In this house lived John Dagnia. Cleadon House was the family home of John Dagnia, famed for the introduction in the 18th Century of lead crystal, the quality and brilliance of which was unparalleled in Britain at that time. The glass was manufactured at West Panns in South Shields.

A 15-acre pleasure garden was also constructed, featuring terraced lawns, a fruit wall, an ornamental lake and a grotto. Today, little of the 18th-century garden survives. Only a section of the original estate wall, evidence of water features, and the Grade II listed grotto remain in modern-day Coulthard Park. The grotto's design is typical of Picturesque architecture popular in the mid-18th century. The house and estate were bought by the Grey family of Howick; and by marriage passed to Sir James Pennyman, 6th Baronet. They were bought from the Pennyman family in 1813 by Bryan Abbs.
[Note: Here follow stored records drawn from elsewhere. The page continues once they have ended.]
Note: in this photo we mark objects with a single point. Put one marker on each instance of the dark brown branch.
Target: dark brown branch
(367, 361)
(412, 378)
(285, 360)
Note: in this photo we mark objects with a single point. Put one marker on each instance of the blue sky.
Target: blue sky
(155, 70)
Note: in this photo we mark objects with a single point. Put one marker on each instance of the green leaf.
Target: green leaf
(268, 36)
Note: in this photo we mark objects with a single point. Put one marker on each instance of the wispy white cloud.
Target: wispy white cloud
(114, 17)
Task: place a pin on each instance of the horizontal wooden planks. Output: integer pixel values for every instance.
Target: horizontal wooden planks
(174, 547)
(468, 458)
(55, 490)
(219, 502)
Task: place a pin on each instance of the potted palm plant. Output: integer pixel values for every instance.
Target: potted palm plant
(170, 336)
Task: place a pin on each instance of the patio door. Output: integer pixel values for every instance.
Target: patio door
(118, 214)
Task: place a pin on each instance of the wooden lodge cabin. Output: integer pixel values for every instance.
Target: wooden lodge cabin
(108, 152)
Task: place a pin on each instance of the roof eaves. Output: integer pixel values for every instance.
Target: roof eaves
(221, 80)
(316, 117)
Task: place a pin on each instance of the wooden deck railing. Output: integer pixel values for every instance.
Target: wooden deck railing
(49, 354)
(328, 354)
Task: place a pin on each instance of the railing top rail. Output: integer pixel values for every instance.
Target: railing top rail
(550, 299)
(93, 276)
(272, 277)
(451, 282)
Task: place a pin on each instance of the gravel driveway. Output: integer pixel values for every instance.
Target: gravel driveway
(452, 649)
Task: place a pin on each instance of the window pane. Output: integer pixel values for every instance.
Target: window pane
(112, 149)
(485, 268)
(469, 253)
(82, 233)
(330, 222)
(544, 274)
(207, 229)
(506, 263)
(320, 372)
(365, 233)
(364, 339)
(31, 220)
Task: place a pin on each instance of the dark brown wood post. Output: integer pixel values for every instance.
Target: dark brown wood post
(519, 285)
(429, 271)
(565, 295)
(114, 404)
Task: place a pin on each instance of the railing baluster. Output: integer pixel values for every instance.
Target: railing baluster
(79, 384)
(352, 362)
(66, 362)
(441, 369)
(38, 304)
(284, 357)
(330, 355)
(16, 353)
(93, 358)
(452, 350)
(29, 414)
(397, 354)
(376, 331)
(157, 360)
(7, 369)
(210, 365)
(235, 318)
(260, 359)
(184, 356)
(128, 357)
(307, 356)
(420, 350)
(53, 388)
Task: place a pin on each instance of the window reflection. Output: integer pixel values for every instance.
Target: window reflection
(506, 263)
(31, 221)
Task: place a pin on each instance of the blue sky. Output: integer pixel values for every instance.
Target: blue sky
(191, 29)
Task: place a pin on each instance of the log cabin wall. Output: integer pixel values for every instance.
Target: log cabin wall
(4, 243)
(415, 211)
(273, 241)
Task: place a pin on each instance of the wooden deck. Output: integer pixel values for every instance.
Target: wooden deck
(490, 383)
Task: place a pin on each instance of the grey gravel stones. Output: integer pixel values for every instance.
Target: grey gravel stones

The Abbs family were substantial local leaseholders of property in Monkwearmouth, and developers in Roker.

Cleadon Old Hall was another large house constructed in Cleadon in the 18th century, most likely around the time John Dagnia was building Cleadon House. Similarly to Cleadon House, Cleadon Old Hall featured gardens and a pond. It was demolished in the 1960s, but earlier photographs show a grand building stylistic of the Georgian era.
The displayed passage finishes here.